Furious minorities (Message from the CTO, newsletter 51)

ctodx
28 July 2011

It’s again a text-only message this issue, but I’m hopeful that the following will include a video as well.

Furious minorities

There was a recent article published by the BBC on their news site ("Why do some Americanisms irritate people?") that provoked one of the most beautiful fact-based putdowns I've seen in a while, where it was revealed that 4 out of 5 words complained about in the original article as being Americanisms were in fact solidly of British origin.

The wider take-away is not that some words are "impure" and some are "pure" and we should stick to the latter – good luck with that – but that the Internet is like an amplifier permanently stuck on 11.

There is a furious minority on almost every topic, where the few who are really upset about the status quo or about progress in that field organize and trumpet their peeves to the world. My particular hobby is reading about Grammar N‌a‌zis (or, in this case, Pure Word N‌a‌zis) – mostly in complete bewilderment that anyone could get so worked up about split infinitives or prepositions at the ends of sentences – but there are other continual battles to be enjoyed too.

The problem is that, with the Internet amp stuck on 11, the furious minorities have a visibility beyond their importance. Those who are less passionate about a topic (the majority, in other words) tend not to post, thereby increasing the perceived influence of the furious minority. All we hear is the screeching of the amp on 11, missing the single person behind the curtain.

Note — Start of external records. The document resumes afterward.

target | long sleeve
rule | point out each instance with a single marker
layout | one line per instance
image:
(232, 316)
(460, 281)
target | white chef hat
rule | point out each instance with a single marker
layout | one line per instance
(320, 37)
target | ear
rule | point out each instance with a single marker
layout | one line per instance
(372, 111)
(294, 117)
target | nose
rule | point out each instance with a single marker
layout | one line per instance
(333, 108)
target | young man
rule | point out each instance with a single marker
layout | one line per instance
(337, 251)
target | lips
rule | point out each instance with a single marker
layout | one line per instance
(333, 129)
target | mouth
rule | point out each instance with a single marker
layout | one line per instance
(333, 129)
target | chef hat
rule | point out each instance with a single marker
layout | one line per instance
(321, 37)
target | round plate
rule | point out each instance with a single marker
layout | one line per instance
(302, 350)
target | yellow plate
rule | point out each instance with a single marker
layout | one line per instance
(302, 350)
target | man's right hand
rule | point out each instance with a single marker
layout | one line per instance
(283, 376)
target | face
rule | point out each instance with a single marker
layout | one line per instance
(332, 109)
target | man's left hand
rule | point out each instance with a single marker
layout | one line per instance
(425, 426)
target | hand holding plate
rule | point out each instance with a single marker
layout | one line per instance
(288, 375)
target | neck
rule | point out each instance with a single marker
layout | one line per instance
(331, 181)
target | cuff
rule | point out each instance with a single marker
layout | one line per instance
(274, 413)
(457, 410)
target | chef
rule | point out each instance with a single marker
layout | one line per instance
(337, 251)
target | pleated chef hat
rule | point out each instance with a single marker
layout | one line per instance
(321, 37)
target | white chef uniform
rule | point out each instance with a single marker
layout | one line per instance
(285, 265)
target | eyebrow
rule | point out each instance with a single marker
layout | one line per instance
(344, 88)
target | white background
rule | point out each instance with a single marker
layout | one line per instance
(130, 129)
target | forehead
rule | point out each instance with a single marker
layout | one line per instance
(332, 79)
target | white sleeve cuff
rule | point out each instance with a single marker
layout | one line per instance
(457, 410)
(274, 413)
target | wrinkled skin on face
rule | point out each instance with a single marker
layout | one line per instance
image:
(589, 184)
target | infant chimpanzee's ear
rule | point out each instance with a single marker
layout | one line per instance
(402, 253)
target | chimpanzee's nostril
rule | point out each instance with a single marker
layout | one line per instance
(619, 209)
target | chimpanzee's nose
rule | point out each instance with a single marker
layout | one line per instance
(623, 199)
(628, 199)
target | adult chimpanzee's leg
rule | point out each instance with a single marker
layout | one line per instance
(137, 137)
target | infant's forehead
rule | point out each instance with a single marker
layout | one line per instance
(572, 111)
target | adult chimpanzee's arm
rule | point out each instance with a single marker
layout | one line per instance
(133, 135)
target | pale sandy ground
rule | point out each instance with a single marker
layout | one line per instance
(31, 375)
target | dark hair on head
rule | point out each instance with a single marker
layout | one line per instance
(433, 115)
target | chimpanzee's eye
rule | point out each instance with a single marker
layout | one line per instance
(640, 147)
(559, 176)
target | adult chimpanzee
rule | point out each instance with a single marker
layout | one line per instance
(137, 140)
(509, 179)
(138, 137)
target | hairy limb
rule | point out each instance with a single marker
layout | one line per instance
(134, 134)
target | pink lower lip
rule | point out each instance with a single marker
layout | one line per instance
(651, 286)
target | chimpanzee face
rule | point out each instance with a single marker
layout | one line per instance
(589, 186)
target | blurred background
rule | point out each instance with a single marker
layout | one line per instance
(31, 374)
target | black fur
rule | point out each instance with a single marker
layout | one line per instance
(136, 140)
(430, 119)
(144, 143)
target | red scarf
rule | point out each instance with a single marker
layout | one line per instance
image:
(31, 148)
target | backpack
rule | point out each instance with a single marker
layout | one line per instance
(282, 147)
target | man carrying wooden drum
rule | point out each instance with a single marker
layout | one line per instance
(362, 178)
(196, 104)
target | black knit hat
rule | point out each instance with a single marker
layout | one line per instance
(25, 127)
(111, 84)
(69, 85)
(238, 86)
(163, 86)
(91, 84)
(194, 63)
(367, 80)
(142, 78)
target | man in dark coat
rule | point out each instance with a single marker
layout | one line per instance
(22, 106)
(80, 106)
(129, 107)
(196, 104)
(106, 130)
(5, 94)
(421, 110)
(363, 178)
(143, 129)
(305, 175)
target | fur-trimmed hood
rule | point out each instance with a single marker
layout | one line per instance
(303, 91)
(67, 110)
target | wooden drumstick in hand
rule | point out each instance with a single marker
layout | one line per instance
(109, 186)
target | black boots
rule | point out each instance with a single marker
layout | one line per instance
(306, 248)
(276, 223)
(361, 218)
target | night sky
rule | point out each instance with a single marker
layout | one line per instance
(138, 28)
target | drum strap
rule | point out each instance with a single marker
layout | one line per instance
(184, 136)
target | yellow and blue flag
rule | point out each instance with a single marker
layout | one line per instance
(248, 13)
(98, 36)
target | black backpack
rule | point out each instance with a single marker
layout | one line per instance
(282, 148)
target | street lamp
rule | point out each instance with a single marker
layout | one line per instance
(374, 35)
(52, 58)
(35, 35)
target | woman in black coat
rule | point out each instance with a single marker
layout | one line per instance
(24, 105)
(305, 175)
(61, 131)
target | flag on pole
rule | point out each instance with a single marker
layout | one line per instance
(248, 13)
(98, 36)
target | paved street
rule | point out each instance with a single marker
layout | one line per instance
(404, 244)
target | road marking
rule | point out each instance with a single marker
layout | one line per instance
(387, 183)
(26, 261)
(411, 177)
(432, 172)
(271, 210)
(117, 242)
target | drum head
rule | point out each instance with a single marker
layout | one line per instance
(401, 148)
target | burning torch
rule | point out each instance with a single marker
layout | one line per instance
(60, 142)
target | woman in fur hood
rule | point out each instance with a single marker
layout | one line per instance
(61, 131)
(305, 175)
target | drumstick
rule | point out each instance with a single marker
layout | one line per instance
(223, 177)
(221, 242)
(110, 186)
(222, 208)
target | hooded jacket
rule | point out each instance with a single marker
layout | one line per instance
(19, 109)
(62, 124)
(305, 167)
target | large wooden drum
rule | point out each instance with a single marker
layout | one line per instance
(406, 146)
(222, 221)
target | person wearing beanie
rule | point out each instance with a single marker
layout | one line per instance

So, all I ask is, before you launch into an albeit therapeutic rant online about some topic, are you that person behind the curtain ready to bellow into a microphone? Are you in a furious minority?

Notice something though: I’m not saying furious minorities are automatically wrong on every count, all I’m saying is that they should be aware that they might, just might, be in the minority.

Simple example from my own recent experience: I’ve just purchased a Dell XPS 15z and someone pointed me to a long thread on the Dell forums about how the trackpad was irretrievably broken. I read it, including the final post that finished: “I told [the tech support person] that I'd bet my money that every single XPS 15z actually has this issue”. Now, admittedly, this was on page 3 of the thread, all negative, so the hyperbole was I suppose justified, but it was a classic furious minority: Dell has sold thousands of these machines, the thread had some dozen people, and, guess what, mine didn’t suffer from the reported problem. I was able to help resolve it for some.